Passing by a 368-262 vote, with 15 abstentions, the Congress resolved to “remind the government of the State of Israel that Jews around the world are deeply committed to Israel as a Jewish and democratic state and that this relationship is at stake if the government pursues its plans to weaken the judiciary.”

Rabbi Lea Muhlstein, the chair of Arzenu, said that the resolution showed that support for an “independent judiciary capable of defending the rights of all” was not a “position held only by a minority on the left but represents the consensus of world Jewry.” 

Another resolution, which was proposed by the Conservative movement’s Mercaz Olami faction, passed 399-237, with 9 abstentions, and called for the government to not alter the Law of Return “and not to try to minimize its content,” as the government has stated its intention to do in its coalition agreements.
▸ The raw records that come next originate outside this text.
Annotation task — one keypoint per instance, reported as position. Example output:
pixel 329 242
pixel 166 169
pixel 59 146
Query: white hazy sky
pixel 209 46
The Congress voted down a proposal from the religious Zionist World Mizrachi that called for the creation of a committee to consider the removal of the so-called “grandchild clause” of the Law of Return, which guarantees citizenship to anyone with at least one Jewish grandparent. The resolution received 240 votes in favor, 386 opposed and 19 people abstained.

A third resolution that directly rebuked the Israeli government referred to coalition deals that required the passage of a law that would revoke recognition of Reform and Conservative conversions for the purposes of citizenship. The resolution, proposed by the Conservative movement’s other faction, Masorti Olami, passed with 384 votes in favor, 238 opposed and 23 abstentions.

A fourth resolution regarding the LGBT community, which was proposed by the left-wing World Union of Meretz, called for the World Zionist Congress to hold “increased activity of education and awareness and inclusion: deepening the awareness and educational activity related to the inclusion of the LGBTQIA community, within the Zionist activity in the State of Israel and in the Diaspora, through workshops, seminars, and other educational initiatives.”

The Congress also passed a resolution calling for the WZO to work to strengthen synagogues and Jewish community centers in the Diaspora “from all streams,” while voting down a version of the same resolution proposed by the World Organization of Orthodox Communities and Synagogues that excluded the pluralistic language.

Separately, a more administrative resolution dealing with the election of the World Zionist Organization’s attorney received a majority of votes, but not the more than two-thirds majority that it needed to pass.